We will all face problems in our lives that seem completely insurmountable. Whether it’s getting through a divorce or meeting a demanding career goal, we all feel overwhelmed by our circumstances at one point or another. It’s an inevitable part of any life worth living.
While you may be tempted to think that you should try to minimize the number of obstacles you face when times are good in order to reduce the total adversity in your life, this is not always the case. Instead, seeking out your own challenges to conquer can strengthen you and bring you to better appreciate living.
Dianne Whelan Does the Impossible by Never Giving Up
This is the philosophy employed by documentarian and outdoor enthusiast Dianne Whelan. Back in 2015, at the age of 50, Diane had an idea that seemed just a little bit crazy. She wanted to traverse the entire Trans Canada Trail, which is comprised of 16,000 miles of trails, paths, roads, and rivers.
No one had ever traveled the entire length of the Trail, but Dianne was convinced she could do it and began her journey. Her arduous journey started off very slowly. After ten days, she had failed to travel as far as she thought she would have been able to travel in only one day. Undeterred, she set aside her schedule made her peace with the task at hand.
As the days turned into weeks, the monumental nature of her challenge became clear. Dianne’s days became filled with backpacking up mountains, trudging through waist-high snow, and fording rivers. Her skills as a wilderness adventurer were pushed to their limit and beyond.
Ironically, as her reality set in and any timetable regarding her finish faded into fantasy, Dianne came to appreciate her surroundings more and more. The difficulties she had to face every day reminded her of her own resilience. The majesty of the environment she found herself in reminded her of how small she is in the grand scheme of things.
Soon it became obvious that the journey could not be completed all at once. There was simply too much to do and too far to travel. As the harsh winter of Northern Canada began to set in, Dianne came to accept this. Many people would have simply given up at this point. They would conclude they had bit off more than they could chew and move on.
Dianne Whelan is not most people. Employing some of the adaptability and calm she had learned on the Trail, she altered her original plans. Even though it had been months and she had only traveled a fraction of the Trans Canada Trail, Dianne decided she would complete the task in chunks.
Dianne returned home for the winter and came back to pick up where she left off the following spring. Once again, she put one foot in front of the other and journeyed towards her ethereal goal. Time became immaterial as she spent the next several years of her life in this same pattern, walking the Trail for eight months out of each year.
Among the solitude and even desolation she sometimes found herself in, Dianne made a surprising number of human connections. She would encounter local people and tell them about her journey, and, time and time again, these people would offer to help her by giving her a meal or even just some temporary companionship.
Dianne also spent time among the native peoples of Canada, whose land she was often traveling through.

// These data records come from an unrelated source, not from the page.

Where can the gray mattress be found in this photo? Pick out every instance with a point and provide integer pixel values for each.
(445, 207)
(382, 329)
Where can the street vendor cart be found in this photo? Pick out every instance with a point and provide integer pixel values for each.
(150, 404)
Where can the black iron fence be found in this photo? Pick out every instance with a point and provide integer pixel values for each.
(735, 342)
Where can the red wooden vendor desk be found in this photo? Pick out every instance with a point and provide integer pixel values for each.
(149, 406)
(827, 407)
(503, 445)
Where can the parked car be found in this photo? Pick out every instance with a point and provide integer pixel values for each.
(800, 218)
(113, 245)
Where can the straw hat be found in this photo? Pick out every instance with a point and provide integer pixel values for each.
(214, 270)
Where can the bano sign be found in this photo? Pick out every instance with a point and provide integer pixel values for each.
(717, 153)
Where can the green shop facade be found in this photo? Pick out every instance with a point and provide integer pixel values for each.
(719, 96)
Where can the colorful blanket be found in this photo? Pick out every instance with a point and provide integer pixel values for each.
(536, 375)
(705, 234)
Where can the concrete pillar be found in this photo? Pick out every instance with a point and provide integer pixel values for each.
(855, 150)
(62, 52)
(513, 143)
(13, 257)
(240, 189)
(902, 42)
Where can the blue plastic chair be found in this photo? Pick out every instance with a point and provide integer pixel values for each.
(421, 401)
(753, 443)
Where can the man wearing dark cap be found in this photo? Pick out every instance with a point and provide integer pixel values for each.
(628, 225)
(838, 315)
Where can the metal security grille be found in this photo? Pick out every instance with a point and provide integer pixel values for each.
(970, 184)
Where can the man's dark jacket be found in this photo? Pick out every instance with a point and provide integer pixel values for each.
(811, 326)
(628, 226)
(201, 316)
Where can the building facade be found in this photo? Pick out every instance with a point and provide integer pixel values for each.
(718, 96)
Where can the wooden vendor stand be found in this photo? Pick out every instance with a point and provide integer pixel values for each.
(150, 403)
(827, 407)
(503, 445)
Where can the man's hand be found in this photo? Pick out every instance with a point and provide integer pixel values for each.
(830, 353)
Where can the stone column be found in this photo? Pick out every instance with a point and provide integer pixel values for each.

In these communities, she learned to be more in harmony with the nature around her. She also made many friendships with people that lasted long after she had left their lands behind.
In the summer of 2021, nearly six long years after she began walking, Dianne’s goal was finally in sight. In preparation for this, her friends and family, including many she had met on her way across Canada, gathered at the finish line. With tears in her eyes and surrounded by loved ones, Dianne finished her journey on August 1.
Dianne had done what no one had ever done before. She had walked, biked, rowed, and snowshoed over 16,000 miles over the course of six years. To put this feat in perspective, that is more than five times the distance from New York to Los Angeles and over three times the distance from London to Beijing.
For much of this time, Dianne was alone and faced conditions that were often harsh and unforgiving. She worked hard every day and often slept outside. Despite this, Dianne said that the experience made her feel more part of the world than she ever had before. She had learned to be a part of nature and to form bonds with people everywhere.
Dianne Whelan can serve as an inspirational example for all of us. No matter how impossible a situation may seem, it can be surmounted by taking one step at a time and refusing to give up, just like Dianne did. In the end, you will come out stronger and more appreciative of your place in the world.